AUDIT can also be used to demonstrate that actions by law-enforcement agencies are consistent with what a court order actually allows. For example, if a court order leads to the FBI going to Amazon to get records about a specific customer, AUDIT can prove that the FBI’s request is above board using a cryptographic method called “zero-knowledge proofs.” These proofs counterintuitively make it possible to prove that surveillance is being conducted properly without revealing any specific information about the surveillance.

As a further effort to improve accountability, statistical information from the data can also be aggregated so that that the extent of surveillance can be studied at a larger scale. This enables the public to ask all sorts of tough questions about how their data is being shared. What kinds of cases are most likely to prompt court orders? How many judges issued more than 100 orders in the past year, or more than 10 requests to Facebook this month?

Frankle says the team’s goal is to establish a set of reliable, court-issued transparency reports, rather than rely on companies themselves voluntarily pulling together reports that might be inconsistent or selective in the information they disclose.

Importantly, the team developed its aggregation system using an approach called multi-party computation (MPC), which allows courts to disclose the relevant information without actually revealing their internal workings or data to one another. The current state-of-the-art MPC would normally be too slow to run across the entire court system, so the team took advantage of the court system’s natural hierarchy of lower and higher courts to design a particular variant of MPC that would scale efficiently for the federal judiciary.

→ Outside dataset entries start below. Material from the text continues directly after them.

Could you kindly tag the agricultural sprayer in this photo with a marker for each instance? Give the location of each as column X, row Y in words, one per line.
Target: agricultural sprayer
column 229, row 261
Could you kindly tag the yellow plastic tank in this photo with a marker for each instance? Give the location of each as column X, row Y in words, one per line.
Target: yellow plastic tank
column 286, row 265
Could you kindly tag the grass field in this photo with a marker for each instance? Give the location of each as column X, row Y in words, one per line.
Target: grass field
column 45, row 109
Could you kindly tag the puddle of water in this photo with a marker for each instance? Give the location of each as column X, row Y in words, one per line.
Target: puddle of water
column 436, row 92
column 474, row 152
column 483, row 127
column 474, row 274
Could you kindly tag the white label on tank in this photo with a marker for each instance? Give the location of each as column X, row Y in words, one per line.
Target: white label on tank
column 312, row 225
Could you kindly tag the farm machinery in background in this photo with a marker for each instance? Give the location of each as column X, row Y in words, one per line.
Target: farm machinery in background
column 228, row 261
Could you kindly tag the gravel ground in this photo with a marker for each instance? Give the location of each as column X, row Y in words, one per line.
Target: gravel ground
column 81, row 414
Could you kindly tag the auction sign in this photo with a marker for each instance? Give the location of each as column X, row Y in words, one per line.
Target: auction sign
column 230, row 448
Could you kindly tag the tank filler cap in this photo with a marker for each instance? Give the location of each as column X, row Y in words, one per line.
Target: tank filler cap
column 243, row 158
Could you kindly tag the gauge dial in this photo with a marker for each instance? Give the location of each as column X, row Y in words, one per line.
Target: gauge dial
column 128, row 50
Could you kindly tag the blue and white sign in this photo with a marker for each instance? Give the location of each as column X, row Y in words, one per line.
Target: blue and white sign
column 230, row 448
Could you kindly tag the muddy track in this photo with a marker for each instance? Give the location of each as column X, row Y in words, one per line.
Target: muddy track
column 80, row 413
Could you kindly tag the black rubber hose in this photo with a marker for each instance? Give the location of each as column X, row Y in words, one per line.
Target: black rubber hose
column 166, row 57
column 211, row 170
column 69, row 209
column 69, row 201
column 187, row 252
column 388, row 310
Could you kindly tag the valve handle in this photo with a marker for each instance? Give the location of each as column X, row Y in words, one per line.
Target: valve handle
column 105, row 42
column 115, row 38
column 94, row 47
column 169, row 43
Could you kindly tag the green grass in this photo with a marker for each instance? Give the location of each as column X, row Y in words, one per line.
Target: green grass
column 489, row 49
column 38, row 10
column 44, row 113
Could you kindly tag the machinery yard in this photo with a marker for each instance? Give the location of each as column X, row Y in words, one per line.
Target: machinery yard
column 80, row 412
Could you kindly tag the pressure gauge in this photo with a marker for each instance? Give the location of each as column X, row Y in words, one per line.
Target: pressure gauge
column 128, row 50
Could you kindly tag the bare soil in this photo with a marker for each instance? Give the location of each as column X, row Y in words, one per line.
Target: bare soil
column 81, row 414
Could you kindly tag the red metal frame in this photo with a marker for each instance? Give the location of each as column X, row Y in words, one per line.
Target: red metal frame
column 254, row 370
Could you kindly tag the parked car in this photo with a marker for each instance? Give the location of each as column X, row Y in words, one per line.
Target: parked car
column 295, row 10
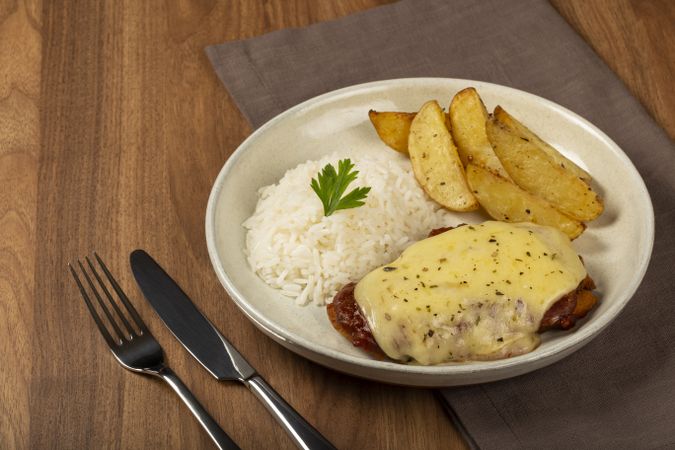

According to Frankle, AUDIT could be applied to any process in which data must be both kept secret but also subject to public scrutiny. For example, clinical trials of new drugs often involve private information, but also require enough transparency to assure regulators and the public that proper testing protocols are being observed.

“It’s completely reasonable for government officials to want some level of secrecy, so that they can perform their duties without fear of interference from those who are under investigation,” Frankle says. “But that secrecy can’t be permanent. People have a right to know if their personal data has been accessed, and at a higher level, we as a public have the right to know how much surveillance is going on.”

Next the team plans to explore what could be done to AUDIT so that it can handle even more complex data requests - specifically, by looking at tweaking the design via software engineering. They also are exploring the possibility of partnering with specific federal judges to develop a prototype for real-world use.

“My hope is that, once this proof of concept becomes reality, court administrators will embrace the possibility of enhancing public oversight while preserving necessary secrecy,” says Stephen William Smith, a federal magistrate judge who has written extensively about government accountability. “Lessons learned here will undoubtedly smooth the way towards greater accountability for a broader class of secret information processes, which are a hallmark of our digital age.”

Frankle co-wrote the paper with MIT professor Shafi Goldwasser, CSAIL PhD graduate Sunoo Park, undergraduate Daniel Shaar, and a second senior author, MIT principal research scientist Daniel J. Weitzner. 

The paper will be presented at the USENIX Security conference in Baltimore August 15-17. The research was supported by the MIT Internet Policy Research Initiative, the National Science Foundation, the Defense Advanced Research Projects Agency and the Simons Foundation.